Confirma que el cambio quedó guardado
Antes de culpar a OBS, verifica en administración que el equipo muestra el estado esperado. Cierra el diálogo, vuelve a la pantalla principal y confirma especie, variante, mote y posición. Si el cambio no aparece allí, el problema ocurrió antes de llegar al overlay.
Abre la misma URL de visualización en un navegador privado
Copia exactamente la URL usada por OBS y ábrela en una ventana privada. No uses una URL nueva durante la prueba porque compararías dos entradas distintas. Si el navegador privado se actualiza y OBS no, la partida y el servicio funcionan; el problema queda reducido a la fuente o la escena.
La dirección correcta solo permite ver. Si aparecen controles de edición, no es la URL que debe permanecer en OBS.
Aísla la fuente en una escena vacía
Duplica la fuente o crea temporalmente una escena con una única fuente de navegador. Usa la misma resolución y URL. Si allí funciona, revisa filtros, recortes, visibilidad, escenas anidadas y duplicados de la composición original. Si tampoco funciona, recarga la fuente una vez y observa cuánto tarda en reconstruirse.

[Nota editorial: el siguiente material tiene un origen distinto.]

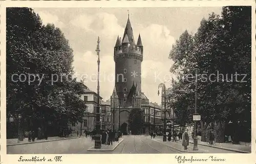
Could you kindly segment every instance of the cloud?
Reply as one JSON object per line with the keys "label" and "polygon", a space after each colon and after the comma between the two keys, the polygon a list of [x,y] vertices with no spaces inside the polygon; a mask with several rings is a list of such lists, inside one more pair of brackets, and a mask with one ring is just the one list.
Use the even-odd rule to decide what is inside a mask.
{"label": "cloud", "polygon": [[[74,65],[77,80],[84,78],[84,84],[92,90],[97,91],[98,56],[91,51],[74,53]],[[112,56],[100,56],[100,96],[108,100],[114,89],[115,62]]]}
{"label": "cloud", "polygon": [[[113,50],[115,43],[112,41],[115,39],[113,37],[115,38],[117,34],[122,36],[120,34],[124,32],[124,29],[118,24],[115,15],[105,13],[92,15],[83,14],[72,20],[71,24],[82,28],[87,33],[92,32],[95,35],[98,34],[102,36],[101,38],[104,40],[101,42],[101,49],[103,51],[108,50],[108,52]],[[143,27],[141,25],[133,25],[132,22],[132,24],[135,38],[140,32],[144,46],[142,91],[145,92],[150,100],[159,102],[161,99],[156,94],[158,84],[165,82],[166,87],[169,86],[172,77],[169,70],[173,62],[168,59],[168,56],[172,45],[175,42],[174,38],[164,26],[151,24]],[[110,40],[111,43],[108,43],[108,47],[105,47],[108,45],[105,42]],[[109,46],[110,44],[111,46]],[[101,54],[102,53],[101,52]],[[113,54],[101,55],[103,56],[100,58],[100,95],[106,100],[109,99],[114,86],[115,62]],[[81,75],[86,73],[84,83],[95,91],[97,90],[97,60],[96,53],[88,49],[82,54],[75,54],[74,63],[77,74]],[[149,88],[152,89],[146,89]]]}
{"label": "cloud", "polygon": [[118,24],[114,14],[101,12],[94,15],[81,15],[71,22],[74,26],[84,29],[87,32],[108,38],[116,37],[124,29]]}
{"label": "cloud", "polygon": [[48,24],[54,24],[55,27],[60,29],[64,27],[64,24],[59,20],[59,18],[56,15],[44,11],[39,11],[37,13],[41,18],[44,25],[46,25]]}

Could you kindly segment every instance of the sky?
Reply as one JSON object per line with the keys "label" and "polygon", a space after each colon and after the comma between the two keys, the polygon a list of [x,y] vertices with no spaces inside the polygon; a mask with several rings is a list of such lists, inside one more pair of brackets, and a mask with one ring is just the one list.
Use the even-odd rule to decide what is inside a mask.
{"label": "sky", "polygon": [[[34,8],[44,24],[54,24],[64,33],[73,50],[73,66],[78,80],[97,92],[97,58],[100,37],[100,95],[110,98],[114,87],[114,47],[122,37],[128,12],[136,41],[140,34],[143,45],[141,91],[150,102],[161,102],[158,85],[170,85],[168,59],[172,46],[186,30],[195,34],[204,17],[220,14],[221,7]],[[128,89],[128,88],[127,88]],[[161,90],[160,90],[161,91]]]}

Distingue retraso, desconexión y caché
Un retraso mantiene el estado anterior y termina actualizando; una desconexión deja de recibir cambios; una caché obsoleta puede cargar recursos antiguos después de recargar. Anota la hora de la operación y espera un intervalo concreto antes de repetirla. Encadenar clics destruye la evidencia temporal.

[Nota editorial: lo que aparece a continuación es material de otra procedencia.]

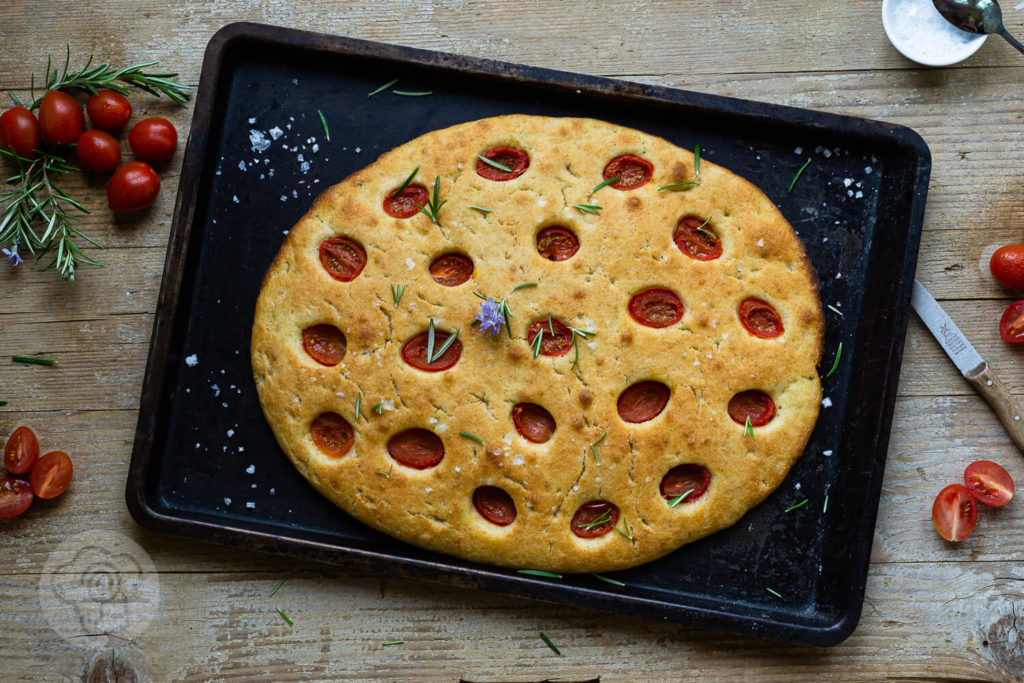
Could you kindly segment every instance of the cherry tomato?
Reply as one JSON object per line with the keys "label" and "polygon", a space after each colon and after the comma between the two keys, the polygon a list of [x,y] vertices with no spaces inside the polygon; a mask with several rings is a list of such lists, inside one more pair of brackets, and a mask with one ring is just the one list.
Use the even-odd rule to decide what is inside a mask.
{"label": "cherry tomato", "polygon": [[963,541],[978,523],[978,502],[967,486],[951,483],[935,497],[932,522],[946,541]]}
{"label": "cherry tomato", "polygon": [[1014,497],[1010,473],[990,460],[971,463],[964,471],[964,483],[979,503],[1006,505]]}
{"label": "cherry tomato", "polygon": [[100,90],[85,103],[92,125],[103,130],[121,130],[131,119],[131,102],[120,92]]}
{"label": "cherry tomato", "polygon": [[86,171],[110,173],[121,163],[121,146],[101,130],[87,130],[78,138],[78,162]]}
{"label": "cherry tomato", "polygon": [[178,147],[178,131],[167,119],[142,119],[128,133],[128,144],[139,159],[167,161]]}
{"label": "cherry tomato", "polygon": [[28,427],[18,427],[3,449],[3,464],[11,474],[25,474],[39,458],[39,439]]}
{"label": "cherry tomato", "polygon": [[35,159],[34,152],[43,146],[39,122],[24,106],[12,106],[0,114],[0,147],[9,148],[18,157]]}
{"label": "cherry tomato", "polygon": [[106,185],[106,203],[118,213],[141,211],[157,200],[160,178],[145,162],[131,161],[111,176]]}
{"label": "cherry tomato", "polygon": [[1024,299],[1014,301],[1002,311],[999,335],[1011,344],[1024,341]]}
{"label": "cherry tomato", "polygon": [[39,498],[56,498],[68,490],[74,468],[63,451],[51,451],[36,461],[29,481]]}
{"label": "cherry tomato", "polygon": [[71,144],[85,130],[82,105],[67,92],[50,90],[39,104],[39,128],[54,144]]}
{"label": "cherry tomato", "polygon": [[25,479],[0,479],[0,518],[16,517],[32,505],[32,486]]}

Comprueba también suspensión del equipo, cambio de red, VPN, cortafuegos y si OBS permaneció abierto durante una pérdida de conexión.
Prepara un informe que permita reproducir el fallo
- Sistema operativo y versión de OBS.
- Resolución y FPS de la fuente.
- Operación exacta que no llegó.
- Resultado en navegador privado.
- Hora aproximada y captura sin la URL privada.
Un informe con esa comparación permite separar rápidamente datos, conexión y renderizado. Nunca envíes el acceso completo de administración salvo que sea imprescindible y hayas revisado qué contiene.